So let’s concentrate instead today on the zeitgeist, the economic environment we’re in. Of bailouts and government support for ostensibly private companies. We learned today that GMAC is in line to get another $7 billion from the Treasury Department. GMAC is GM’s auto-financing company and, since its bankruptcy, Chrysler’s too. The money would help GMAC make loans to consumers and so help GM and Chrysler — but not Ford — move cars off their lots. From Washington, Tamara Keith reports.


TAMARA KEITH: GMAC is critical to both GM and now Chrysler after its finance arm was dissolved in bankruptcy. GMAC financing helps dealers stock their lots and helps consumers buy cars.
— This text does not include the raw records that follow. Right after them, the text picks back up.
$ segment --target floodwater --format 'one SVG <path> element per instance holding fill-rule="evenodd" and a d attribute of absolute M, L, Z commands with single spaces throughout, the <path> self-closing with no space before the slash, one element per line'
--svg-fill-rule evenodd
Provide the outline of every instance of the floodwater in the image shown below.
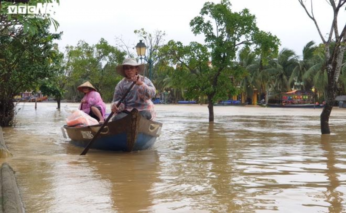
<path fill-rule="evenodd" d="M 60 127 L 75 104 L 19 103 L 3 128 L 27 213 L 346 212 L 346 109 L 156 106 L 150 150 L 90 150 Z M 109 106 L 107 105 L 109 109 Z"/>

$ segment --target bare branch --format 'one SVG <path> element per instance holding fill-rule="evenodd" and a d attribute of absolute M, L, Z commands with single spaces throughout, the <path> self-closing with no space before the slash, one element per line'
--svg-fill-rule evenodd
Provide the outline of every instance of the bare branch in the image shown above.
<path fill-rule="evenodd" d="M 319 27 L 318 26 L 318 25 L 317 24 L 317 22 L 316 20 L 316 19 L 315 18 L 315 17 L 313 17 L 313 14 L 312 13 L 312 0 L 311 1 L 311 14 L 312 15 L 310 14 L 310 13 L 308 11 L 308 10 L 306 9 L 306 7 L 305 6 L 305 5 L 303 2 L 303 0 L 298 0 L 298 1 L 299 2 L 299 3 L 300 3 L 300 5 L 302 6 L 303 8 L 304 8 L 304 10 L 305 10 L 305 12 L 306 12 L 306 14 L 308 15 L 308 16 L 310 17 L 310 19 L 313 21 L 313 23 L 315 24 L 315 25 L 316 26 L 316 28 L 317 29 L 317 31 L 318 32 L 318 34 L 320 35 L 320 37 L 321 37 L 321 39 L 322 40 L 322 42 L 324 43 L 326 43 L 326 40 L 324 38 L 322 35 L 322 33 L 321 32 L 321 30 L 320 30 Z M 333 27 L 332 27 L 331 29 L 330 29 L 330 32 L 329 33 L 329 37 L 331 36 L 331 34 L 333 32 Z M 328 39 L 329 40 L 329 39 Z"/>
Bill Visnick is a senior editor at Edmunds Auto Observer.

BILL VISNICK: Car dealers need GMAC to be able to extend that financing to the customers who are coming in to the dealerships because nobody can afford to turn away a customer, a live prospect in the dealership right now.
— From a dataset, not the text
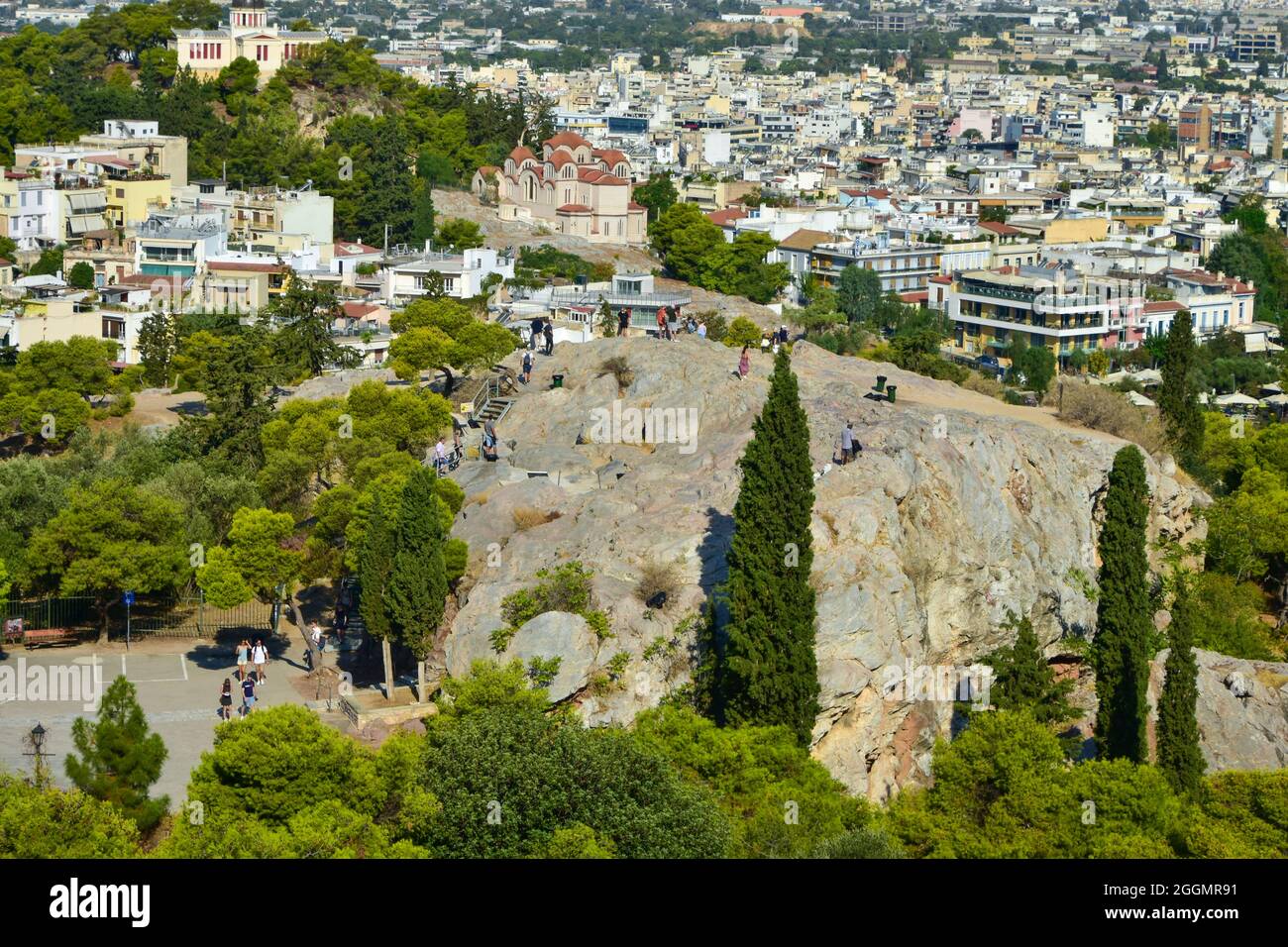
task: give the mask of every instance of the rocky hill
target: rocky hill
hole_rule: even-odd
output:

The stress tests showed GMAC was in big trouble. Federal regulators said GMAC needed to raise $11.5 billion in capital and admitted it would probably need government help.

MARYANNE KELLER: Frankly the balance sheet of this finance company is a wreck.

Maryanne Keller is an independent automotive analyst.

KELLER: So I’m sure that this money is going to be used to help facilitate some great big end of model year blowout sale.

Complete with too-good-to-be-true auto finance deals. But imagine being the Ford dealer across the street. Keller says carmakers that haven’t gotten government help could be at a real disadvantage.

KELLER: They have to fund their dealers, they have to fund their consumers. And they are going to be competing against two government-controlled entities where it seems that money in any amount is no object.

Money… no object. Hmmm. That’s starting to sound familiar.

In Washington, I’m Tamara Keith for Marketplace.